Pacing is key. Carpenter knew it and we got The Thing. Konami knew it and we got Silent Hill 2. Matheson gave us I Am Legend. All seminal works that appreciated the truth that good horror demands pacing. Without it you’re stuck on the merry-go-round when you want to be bawling your eyes out on the roller coaster.
Severed falls into the same trap Resident Evil 5’s awkward sophomore episode of DLC Desperate Escape did: there is no pacing. It shoots its load within the first three minutes by granting you access to all the weapons from Dead Space 2 before hauling you through countless rooms rammed-full of Necromorphs. Much like that sentence, there is little in the way of punctuation.
Dead Space 2 was hardly the king of patient escalation but it managed to intersperse the all out insane combat with frequent moments of tautness. Severed sticks with the former and the lack of foreplay makes for a painfully disenchanted second tour of the Sprawl.

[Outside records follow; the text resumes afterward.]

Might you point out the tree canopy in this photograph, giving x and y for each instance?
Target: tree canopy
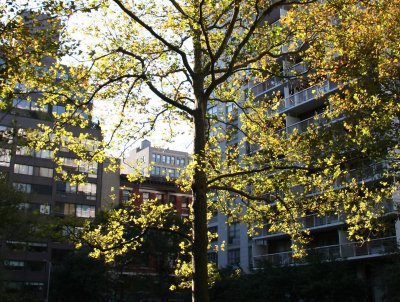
(193, 55)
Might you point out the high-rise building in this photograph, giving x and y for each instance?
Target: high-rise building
(300, 105)
(153, 161)
(26, 261)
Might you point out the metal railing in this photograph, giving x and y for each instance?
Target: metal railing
(265, 86)
(325, 253)
(303, 125)
(375, 247)
(309, 222)
(309, 94)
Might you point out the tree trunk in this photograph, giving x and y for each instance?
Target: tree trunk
(199, 225)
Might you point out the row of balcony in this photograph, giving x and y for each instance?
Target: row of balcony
(309, 222)
(307, 95)
(351, 250)
(273, 82)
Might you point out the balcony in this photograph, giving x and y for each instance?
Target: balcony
(351, 250)
(373, 248)
(309, 222)
(271, 83)
(364, 173)
(325, 253)
(297, 69)
(303, 125)
(308, 94)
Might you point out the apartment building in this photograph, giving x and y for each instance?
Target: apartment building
(26, 262)
(151, 267)
(153, 161)
(300, 106)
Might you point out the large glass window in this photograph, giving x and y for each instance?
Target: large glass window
(68, 209)
(125, 195)
(5, 157)
(45, 172)
(14, 265)
(234, 257)
(6, 134)
(23, 169)
(27, 188)
(146, 196)
(89, 189)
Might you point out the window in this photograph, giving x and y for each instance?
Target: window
(171, 172)
(5, 157)
(89, 167)
(24, 151)
(27, 188)
(6, 134)
(172, 199)
(233, 233)
(213, 257)
(45, 172)
(58, 109)
(69, 162)
(160, 198)
(29, 105)
(185, 202)
(125, 195)
(146, 196)
(89, 189)
(36, 247)
(42, 189)
(234, 257)
(212, 112)
(85, 211)
(214, 232)
(36, 106)
(44, 209)
(14, 265)
(68, 209)
(44, 154)
(23, 169)
(155, 170)
(21, 104)
(65, 187)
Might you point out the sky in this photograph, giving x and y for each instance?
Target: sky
(102, 110)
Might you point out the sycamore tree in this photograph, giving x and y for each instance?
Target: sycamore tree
(193, 55)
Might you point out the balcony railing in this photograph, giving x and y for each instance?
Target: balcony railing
(309, 222)
(365, 173)
(303, 125)
(297, 69)
(309, 94)
(263, 87)
(373, 248)
(325, 253)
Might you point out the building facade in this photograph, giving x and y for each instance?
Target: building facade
(153, 161)
(300, 107)
(26, 261)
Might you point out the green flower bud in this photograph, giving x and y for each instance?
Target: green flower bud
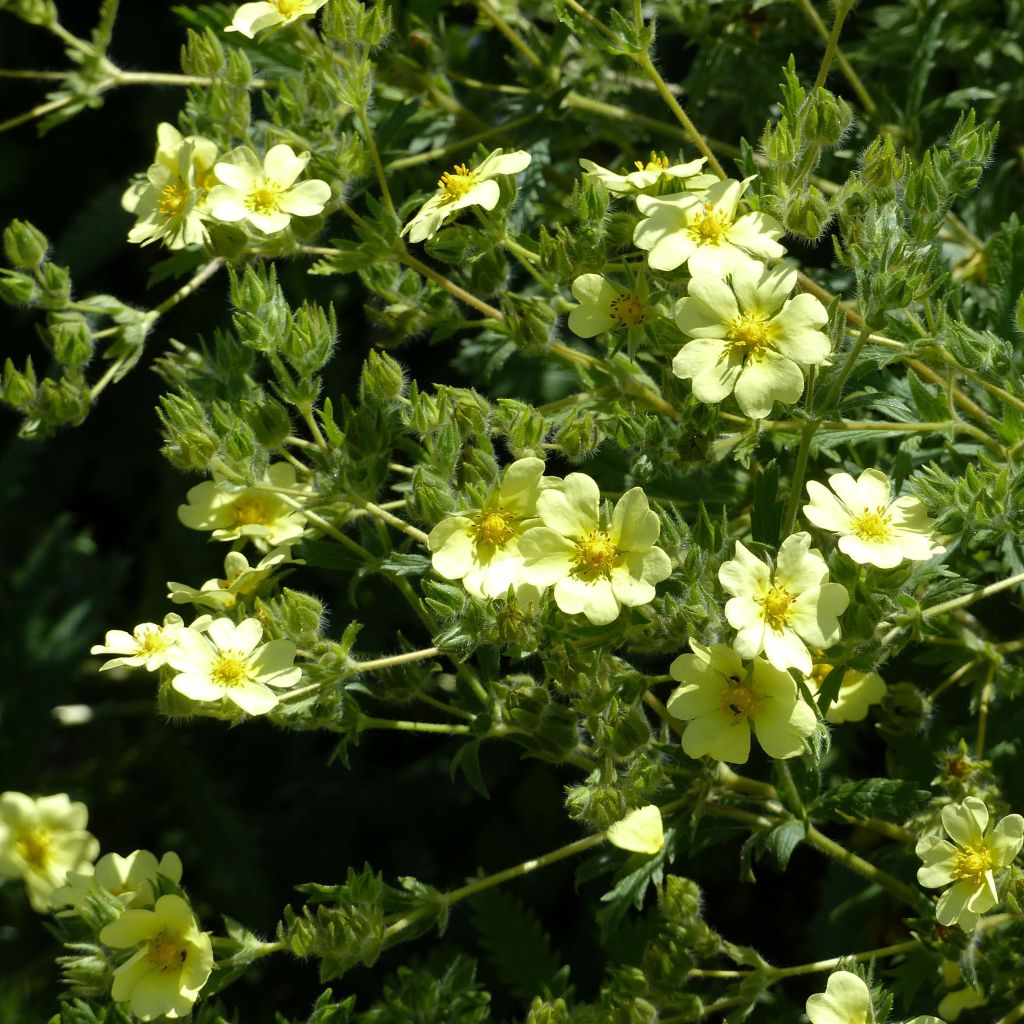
(25, 245)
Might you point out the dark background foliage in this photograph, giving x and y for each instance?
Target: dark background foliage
(88, 537)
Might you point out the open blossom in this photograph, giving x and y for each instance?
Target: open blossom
(705, 231)
(265, 196)
(595, 567)
(748, 337)
(170, 204)
(640, 832)
(481, 548)
(253, 17)
(229, 662)
(172, 964)
(132, 880)
(250, 512)
(41, 841)
(970, 862)
(780, 609)
(857, 692)
(240, 580)
(462, 187)
(653, 172)
(604, 306)
(723, 700)
(145, 646)
(872, 528)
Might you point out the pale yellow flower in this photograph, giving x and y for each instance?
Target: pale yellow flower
(779, 609)
(481, 548)
(228, 662)
(872, 528)
(265, 196)
(172, 964)
(970, 862)
(132, 880)
(145, 646)
(595, 566)
(232, 512)
(41, 841)
(253, 17)
(723, 700)
(463, 187)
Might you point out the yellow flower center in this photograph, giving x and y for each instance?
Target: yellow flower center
(172, 200)
(229, 670)
(166, 951)
(35, 847)
(629, 310)
(710, 226)
(750, 336)
(776, 604)
(264, 199)
(737, 699)
(595, 556)
(972, 864)
(251, 510)
(456, 183)
(493, 527)
(872, 525)
(656, 163)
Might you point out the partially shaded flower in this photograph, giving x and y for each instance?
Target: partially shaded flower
(41, 841)
(257, 513)
(651, 173)
(253, 17)
(145, 646)
(970, 862)
(132, 880)
(604, 306)
(265, 196)
(748, 337)
(723, 700)
(166, 974)
(779, 609)
(481, 548)
(640, 832)
(228, 662)
(705, 232)
(595, 567)
(462, 187)
(872, 528)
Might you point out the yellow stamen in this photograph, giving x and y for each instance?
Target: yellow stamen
(456, 183)
(872, 525)
(629, 310)
(776, 604)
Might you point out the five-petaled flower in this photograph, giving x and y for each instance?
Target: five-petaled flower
(133, 880)
(604, 306)
(253, 17)
(595, 566)
(872, 528)
(653, 172)
(970, 862)
(164, 976)
(723, 700)
(41, 841)
(170, 205)
(265, 195)
(462, 187)
(259, 513)
(776, 609)
(705, 231)
(481, 548)
(748, 337)
(228, 662)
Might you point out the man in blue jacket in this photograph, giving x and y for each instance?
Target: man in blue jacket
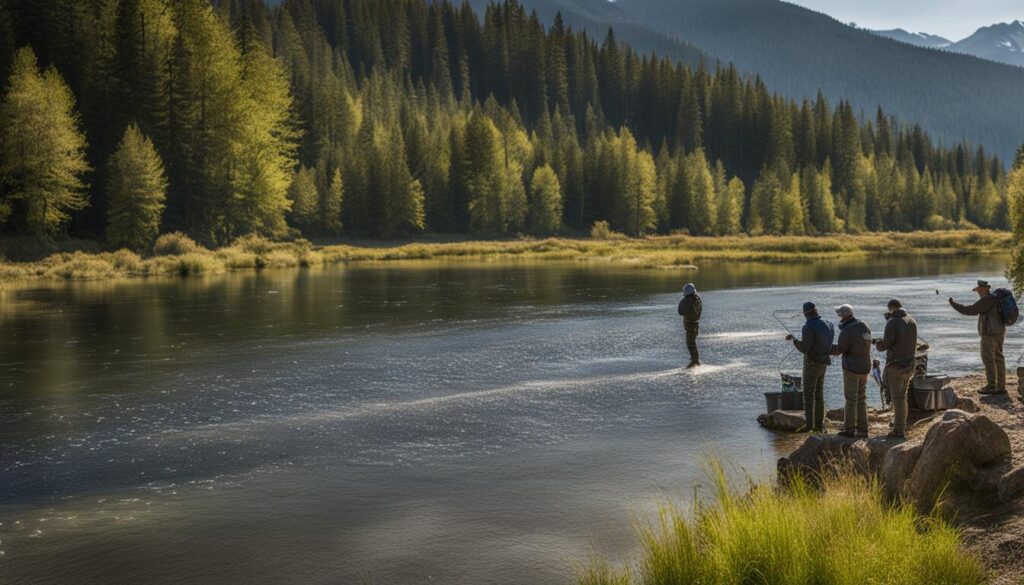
(815, 344)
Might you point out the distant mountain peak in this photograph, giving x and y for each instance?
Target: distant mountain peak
(1001, 42)
(916, 39)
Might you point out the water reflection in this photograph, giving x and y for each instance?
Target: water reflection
(459, 422)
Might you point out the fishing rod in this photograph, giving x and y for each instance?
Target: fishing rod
(793, 348)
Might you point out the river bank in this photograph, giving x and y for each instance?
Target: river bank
(983, 498)
(842, 512)
(177, 255)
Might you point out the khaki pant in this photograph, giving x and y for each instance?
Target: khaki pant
(855, 413)
(692, 330)
(898, 381)
(814, 395)
(995, 364)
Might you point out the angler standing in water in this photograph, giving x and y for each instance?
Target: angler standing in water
(816, 344)
(690, 308)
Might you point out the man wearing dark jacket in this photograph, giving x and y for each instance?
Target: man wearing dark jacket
(690, 308)
(900, 345)
(815, 344)
(992, 331)
(855, 346)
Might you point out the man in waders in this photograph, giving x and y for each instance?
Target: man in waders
(855, 346)
(815, 344)
(690, 308)
(992, 331)
(900, 345)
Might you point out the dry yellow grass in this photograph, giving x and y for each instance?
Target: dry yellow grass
(177, 255)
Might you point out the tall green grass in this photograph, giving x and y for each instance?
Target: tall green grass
(843, 534)
(176, 254)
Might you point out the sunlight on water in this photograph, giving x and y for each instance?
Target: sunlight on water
(408, 424)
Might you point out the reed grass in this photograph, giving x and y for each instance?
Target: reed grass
(176, 254)
(843, 534)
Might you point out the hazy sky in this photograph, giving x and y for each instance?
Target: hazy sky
(951, 18)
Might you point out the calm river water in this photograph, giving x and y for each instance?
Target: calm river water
(427, 423)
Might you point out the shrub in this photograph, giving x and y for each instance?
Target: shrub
(174, 244)
(601, 231)
(843, 533)
(254, 244)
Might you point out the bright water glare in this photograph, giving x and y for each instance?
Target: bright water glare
(467, 423)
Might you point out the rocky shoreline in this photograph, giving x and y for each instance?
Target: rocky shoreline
(966, 463)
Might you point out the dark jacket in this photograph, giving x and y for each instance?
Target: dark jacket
(815, 342)
(690, 307)
(987, 309)
(900, 341)
(855, 346)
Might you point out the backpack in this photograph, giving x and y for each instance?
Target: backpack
(1007, 305)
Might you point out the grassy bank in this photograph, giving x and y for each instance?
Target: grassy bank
(842, 535)
(175, 254)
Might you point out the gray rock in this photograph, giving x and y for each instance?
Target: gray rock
(967, 405)
(787, 421)
(897, 468)
(954, 447)
(1012, 485)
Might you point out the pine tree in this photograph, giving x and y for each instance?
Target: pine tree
(137, 187)
(42, 152)
(304, 199)
(330, 204)
(545, 201)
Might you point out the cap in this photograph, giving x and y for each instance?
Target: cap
(844, 310)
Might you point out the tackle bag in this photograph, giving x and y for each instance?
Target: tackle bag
(1008, 305)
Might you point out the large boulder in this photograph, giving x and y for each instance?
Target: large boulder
(897, 467)
(787, 421)
(952, 451)
(1012, 485)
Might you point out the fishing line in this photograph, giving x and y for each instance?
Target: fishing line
(793, 348)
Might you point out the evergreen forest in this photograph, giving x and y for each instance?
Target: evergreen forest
(124, 119)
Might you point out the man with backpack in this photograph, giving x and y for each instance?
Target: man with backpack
(994, 312)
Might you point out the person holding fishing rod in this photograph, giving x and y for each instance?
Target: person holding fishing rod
(855, 346)
(690, 308)
(815, 344)
(900, 345)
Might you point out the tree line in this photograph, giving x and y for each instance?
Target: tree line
(389, 118)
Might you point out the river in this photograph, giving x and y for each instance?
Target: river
(456, 423)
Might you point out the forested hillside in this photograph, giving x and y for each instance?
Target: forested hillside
(389, 118)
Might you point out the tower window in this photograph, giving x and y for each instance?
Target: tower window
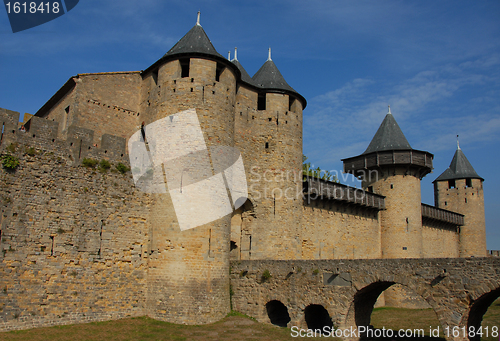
(218, 71)
(451, 183)
(468, 182)
(184, 67)
(261, 102)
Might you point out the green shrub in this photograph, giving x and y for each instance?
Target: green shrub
(122, 168)
(104, 165)
(9, 162)
(91, 163)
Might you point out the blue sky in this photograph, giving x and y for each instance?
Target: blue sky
(437, 63)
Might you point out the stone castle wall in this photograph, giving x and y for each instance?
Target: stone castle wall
(73, 239)
(332, 230)
(467, 200)
(106, 103)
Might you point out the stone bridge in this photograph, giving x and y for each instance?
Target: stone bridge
(308, 293)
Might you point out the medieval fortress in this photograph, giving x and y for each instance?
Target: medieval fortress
(85, 244)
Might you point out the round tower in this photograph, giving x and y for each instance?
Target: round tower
(390, 167)
(460, 189)
(188, 271)
(269, 134)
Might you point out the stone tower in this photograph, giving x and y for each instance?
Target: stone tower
(460, 189)
(188, 271)
(390, 167)
(268, 131)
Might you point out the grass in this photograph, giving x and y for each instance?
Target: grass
(235, 326)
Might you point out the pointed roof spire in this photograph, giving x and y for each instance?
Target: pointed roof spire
(460, 168)
(388, 136)
(195, 41)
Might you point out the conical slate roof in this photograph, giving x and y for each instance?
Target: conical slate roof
(195, 41)
(460, 168)
(388, 137)
(269, 77)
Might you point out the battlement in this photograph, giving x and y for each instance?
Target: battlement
(43, 133)
(315, 188)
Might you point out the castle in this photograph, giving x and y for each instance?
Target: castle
(82, 245)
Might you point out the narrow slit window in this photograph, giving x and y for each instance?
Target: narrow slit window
(261, 102)
(184, 67)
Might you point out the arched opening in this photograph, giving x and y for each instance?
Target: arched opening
(277, 313)
(317, 317)
(478, 311)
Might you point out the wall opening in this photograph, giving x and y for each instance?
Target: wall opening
(468, 182)
(478, 315)
(218, 71)
(261, 102)
(451, 184)
(184, 67)
(277, 313)
(317, 317)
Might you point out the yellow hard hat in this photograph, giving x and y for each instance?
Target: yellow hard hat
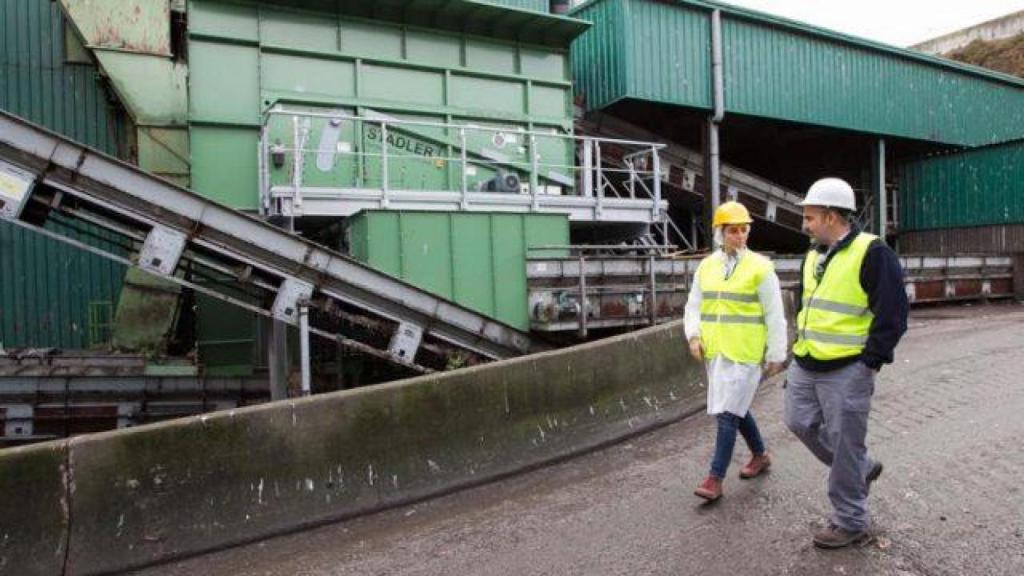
(731, 213)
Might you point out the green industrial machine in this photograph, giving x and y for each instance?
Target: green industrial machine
(477, 260)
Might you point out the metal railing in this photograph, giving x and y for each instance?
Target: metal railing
(380, 161)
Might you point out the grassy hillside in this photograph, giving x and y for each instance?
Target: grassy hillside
(1005, 55)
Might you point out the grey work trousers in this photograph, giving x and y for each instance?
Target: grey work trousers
(828, 411)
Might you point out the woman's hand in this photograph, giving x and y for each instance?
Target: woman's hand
(696, 351)
(772, 368)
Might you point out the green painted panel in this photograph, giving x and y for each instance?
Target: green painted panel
(413, 161)
(161, 99)
(783, 70)
(47, 288)
(224, 165)
(471, 261)
(983, 187)
(411, 86)
(426, 251)
(669, 48)
(165, 153)
(598, 55)
(509, 266)
(216, 94)
(146, 312)
(474, 93)
(491, 56)
(547, 65)
(223, 19)
(357, 239)
(298, 30)
(476, 259)
(433, 48)
(225, 335)
(369, 39)
(553, 101)
(307, 76)
(385, 243)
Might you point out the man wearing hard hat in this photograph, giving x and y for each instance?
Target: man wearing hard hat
(734, 321)
(852, 313)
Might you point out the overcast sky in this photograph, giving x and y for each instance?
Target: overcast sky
(900, 23)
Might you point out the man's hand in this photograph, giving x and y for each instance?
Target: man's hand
(696, 351)
(772, 368)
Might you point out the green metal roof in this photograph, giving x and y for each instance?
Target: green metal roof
(772, 19)
(781, 70)
(507, 19)
(48, 288)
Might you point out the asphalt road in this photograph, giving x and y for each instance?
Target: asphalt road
(947, 420)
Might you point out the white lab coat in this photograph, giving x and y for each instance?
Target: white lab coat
(731, 385)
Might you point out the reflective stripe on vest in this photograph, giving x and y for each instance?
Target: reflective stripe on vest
(731, 317)
(835, 319)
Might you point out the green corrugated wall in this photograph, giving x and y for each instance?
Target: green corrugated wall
(787, 71)
(983, 187)
(46, 287)
(477, 260)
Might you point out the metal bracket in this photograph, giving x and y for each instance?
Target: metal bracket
(286, 304)
(162, 250)
(406, 341)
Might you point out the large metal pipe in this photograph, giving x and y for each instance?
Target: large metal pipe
(718, 112)
(716, 67)
(880, 188)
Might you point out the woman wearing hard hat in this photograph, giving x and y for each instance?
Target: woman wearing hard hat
(734, 323)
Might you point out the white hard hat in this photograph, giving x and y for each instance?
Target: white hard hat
(830, 193)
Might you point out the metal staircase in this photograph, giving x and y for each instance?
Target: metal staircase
(680, 167)
(174, 232)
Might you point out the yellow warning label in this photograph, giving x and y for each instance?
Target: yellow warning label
(12, 187)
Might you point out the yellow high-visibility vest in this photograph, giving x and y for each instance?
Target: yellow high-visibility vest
(732, 321)
(835, 318)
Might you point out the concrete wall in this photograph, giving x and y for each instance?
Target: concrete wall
(126, 498)
(1010, 25)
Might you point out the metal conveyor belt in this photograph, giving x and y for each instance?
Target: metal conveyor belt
(43, 174)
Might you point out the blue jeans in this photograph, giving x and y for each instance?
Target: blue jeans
(728, 423)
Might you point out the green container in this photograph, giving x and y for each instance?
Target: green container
(982, 187)
(51, 293)
(486, 72)
(477, 260)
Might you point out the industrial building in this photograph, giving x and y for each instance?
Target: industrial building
(541, 176)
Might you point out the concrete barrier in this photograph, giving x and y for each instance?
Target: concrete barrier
(183, 487)
(34, 509)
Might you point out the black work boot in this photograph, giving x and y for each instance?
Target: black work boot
(837, 537)
(872, 475)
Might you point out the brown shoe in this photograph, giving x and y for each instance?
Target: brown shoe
(710, 489)
(758, 464)
(833, 537)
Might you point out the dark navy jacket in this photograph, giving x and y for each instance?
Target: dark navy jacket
(882, 279)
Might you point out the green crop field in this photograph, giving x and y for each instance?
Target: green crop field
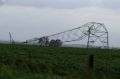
(35, 62)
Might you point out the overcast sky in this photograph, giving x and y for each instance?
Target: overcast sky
(26, 19)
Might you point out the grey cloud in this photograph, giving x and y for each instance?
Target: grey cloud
(52, 3)
(112, 4)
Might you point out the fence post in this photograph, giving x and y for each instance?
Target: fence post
(90, 62)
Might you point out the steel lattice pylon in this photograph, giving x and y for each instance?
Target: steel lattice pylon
(95, 32)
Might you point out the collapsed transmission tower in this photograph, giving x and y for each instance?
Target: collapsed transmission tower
(93, 31)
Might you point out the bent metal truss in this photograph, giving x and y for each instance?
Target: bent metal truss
(93, 31)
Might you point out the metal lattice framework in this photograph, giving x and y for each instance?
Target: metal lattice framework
(95, 32)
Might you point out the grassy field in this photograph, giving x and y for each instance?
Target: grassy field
(34, 62)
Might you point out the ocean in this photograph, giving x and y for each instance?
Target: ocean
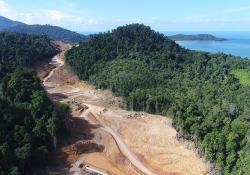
(237, 43)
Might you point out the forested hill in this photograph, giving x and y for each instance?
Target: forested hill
(197, 89)
(29, 122)
(53, 32)
(6, 23)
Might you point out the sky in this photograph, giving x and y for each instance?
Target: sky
(161, 15)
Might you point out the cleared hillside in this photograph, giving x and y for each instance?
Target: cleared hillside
(154, 74)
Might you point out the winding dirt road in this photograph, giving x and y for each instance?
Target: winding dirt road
(124, 149)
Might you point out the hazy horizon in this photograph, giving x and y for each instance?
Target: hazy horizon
(161, 15)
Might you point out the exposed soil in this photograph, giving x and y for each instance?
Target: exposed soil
(96, 116)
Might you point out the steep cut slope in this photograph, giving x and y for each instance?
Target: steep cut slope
(152, 73)
(30, 123)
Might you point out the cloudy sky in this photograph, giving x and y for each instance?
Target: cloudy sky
(162, 15)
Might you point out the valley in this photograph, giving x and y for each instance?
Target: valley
(112, 139)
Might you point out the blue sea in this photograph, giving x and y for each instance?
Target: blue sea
(237, 43)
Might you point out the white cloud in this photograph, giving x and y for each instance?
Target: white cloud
(56, 15)
(4, 9)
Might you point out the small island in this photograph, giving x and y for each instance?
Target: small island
(201, 37)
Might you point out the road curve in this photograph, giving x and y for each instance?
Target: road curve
(119, 141)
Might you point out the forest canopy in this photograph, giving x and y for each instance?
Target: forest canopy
(198, 90)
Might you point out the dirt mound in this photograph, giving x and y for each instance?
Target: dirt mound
(96, 115)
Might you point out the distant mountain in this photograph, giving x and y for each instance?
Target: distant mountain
(6, 23)
(53, 32)
(205, 37)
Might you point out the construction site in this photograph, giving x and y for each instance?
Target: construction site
(108, 140)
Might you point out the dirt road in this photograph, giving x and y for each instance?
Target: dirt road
(129, 146)
(121, 144)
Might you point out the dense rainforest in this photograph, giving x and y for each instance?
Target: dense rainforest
(53, 32)
(199, 90)
(29, 122)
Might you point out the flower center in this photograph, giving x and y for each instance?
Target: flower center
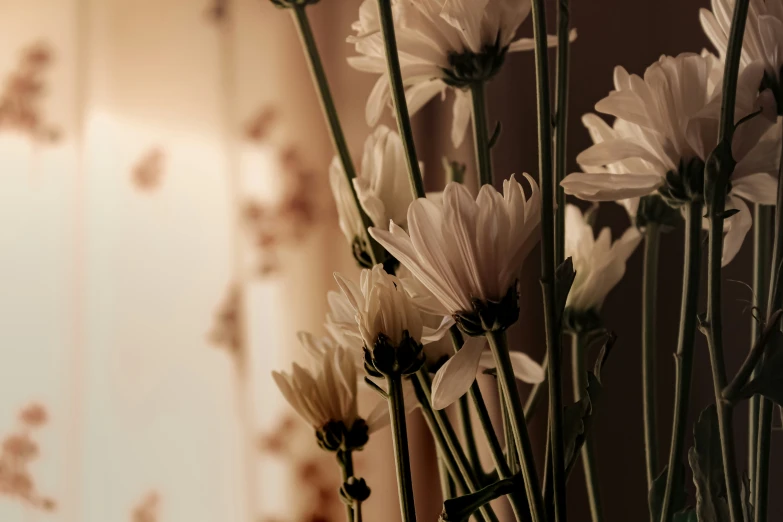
(684, 185)
(468, 68)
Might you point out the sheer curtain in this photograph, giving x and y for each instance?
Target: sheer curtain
(166, 229)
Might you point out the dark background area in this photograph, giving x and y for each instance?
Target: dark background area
(633, 34)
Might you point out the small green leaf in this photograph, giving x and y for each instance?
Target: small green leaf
(658, 490)
(460, 509)
(706, 462)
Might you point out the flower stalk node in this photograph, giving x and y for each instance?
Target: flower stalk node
(337, 437)
(490, 316)
(468, 68)
(387, 360)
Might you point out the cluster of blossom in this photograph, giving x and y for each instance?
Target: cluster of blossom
(449, 261)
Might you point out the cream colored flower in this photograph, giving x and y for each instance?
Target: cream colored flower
(442, 44)
(669, 127)
(327, 392)
(454, 379)
(343, 320)
(465, 250)
(763, 39)
(598, 262)
(381, 184)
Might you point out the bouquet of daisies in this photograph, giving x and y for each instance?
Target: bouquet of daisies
(692, 143)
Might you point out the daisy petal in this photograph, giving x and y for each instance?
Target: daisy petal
(525, 368)
(610, 187)
(455, 377)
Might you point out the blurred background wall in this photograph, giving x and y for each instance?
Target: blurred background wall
(166, 228)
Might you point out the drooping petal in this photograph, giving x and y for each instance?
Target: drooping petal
(610, 187)
(736, 227)
(525, 368)
(455, 377)
(462, 116)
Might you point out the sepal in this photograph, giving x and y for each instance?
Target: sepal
(386, 360)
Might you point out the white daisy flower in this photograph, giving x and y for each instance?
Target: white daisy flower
(598, 262)
(325, 394)
(468, 253)
(671, 119)
(442, 44)
(763, 40)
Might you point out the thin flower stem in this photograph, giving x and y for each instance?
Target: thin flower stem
(762, 258)
(465, 476)
(345, 459)
(774, 302)
(446, 482)
(398, 96)
(546, 182)
(512, 458)
(518, 504)
(499, 346)
(537, 393)
(652, 237)
(332, 119)
(763, 446)
(589, 461)
(719, 168)
(561, 122)
(468, 435)
(684, 356)
(480, 135)
(400, 440)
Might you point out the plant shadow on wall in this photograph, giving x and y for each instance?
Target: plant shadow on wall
(693, 143)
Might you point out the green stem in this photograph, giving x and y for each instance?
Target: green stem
(398, 96)
(561, 123)
(518, 504)
(684, 355)
(516, 415)
(537, 393)
(649, 296)
(400, 440)
(512, 458)
(589, 461)
(345, 458)
(546, 181)
(447, 486)
(720, 167)
(469, 436)
(774, 302)
(465, 476)
(332, 119)
(763, 446)
(762, 258)
(480, 136)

Starting out in the shadowy mines Isaac Clarke frequented midway through Dead Space 2 doesn’t help its cause either; the drab caverns are no more gripping a second time through. But 95% of the environments in Severed are recycled and all you’re doing is rushing through them in reverse, concluding in the hospital that Clarke’s esteemed tale opened in.
And that familiarity only helps keep the atmosphere at bay. You’ll know exactly which crevices and vents the Necromorphs will leap out from and in which rooms they’ll try and perform open surgery on you. Visceral even throw in a few of the set pieces from Dead Space 2 including the upside-down shooting sequence. You can see it all a mile off and the flagrant shortage of creativity does no justice to one of the most memorably spooky games of recent memory.
Gabe Weller (hero of Extraction) fills the boots of Clarke but once you step inside that hellish suit and start stomping corpses into Ribena it doesn’t really matter who you’re playing as.
Gabe shares more than just fashion sense with Clarke though for he too is in search of his misplaced lady friend, playing knight in shining armour through hell to save Lexine from the clutches of more twisted Necromorphs. Now I have nothing against saving princesses but there are other reasons to be wandering casually through an alien swamped space city, right? Like how about trying to get the fuck out.
There’s no time to get attached to the characters anyway and the reunion with Lexine is short lived. I can’t help but feel an episode in the shoes of Isaac’s colourful companion Ellie was the greater prospect here, playing out the scenes during which her and Isaac part ways or the events prior to their encounter. Ellie was sort of interesting and more worthy of starring in a concise downloadable episode than Gabe, who seems to have been plucked out of no man’s land. But then we’d only have to stop every twenty minutes for tampon changes and a phone call. Silly me.
Severed is a challenging expansion, if only because you’re thrown in at the deep end without an upgraded arsenal. Twitchers make the jump from Extraction and provide something vaguely fresh to dissect. They jitter about like a VCR on pause and are highly resilient to being shot in the kneecaps. Even so, it’s an hour’s content on the normal difficulty and the two chapters will probably take longer to download than play through.
Ultimately Severed reeks of a squandered opportunity to build upon a masterfully crafted world. The Sprawl bled atmosphere and believability but here it’s reduced to a set of shadowy corridors populated by the same mutants we’ve seen time and time again. Where’s the brooding sense of terror, the clever system of upgrading and the nervousness that accompanied exploring new ground in the Sprawl? The chapter spent in the elementary school was exceptional; nothing in Severed dares rival that.
For Dead Space zealots, the opportunity to revisit the Sprawl might be enough to paper over the truth that this combat-focused episode offers little that wasn’t previously documented during Isaac Clarke’s gauntlet. For the majority though, Severed is going to arrive packaged with a regrettable sense of déjà vu.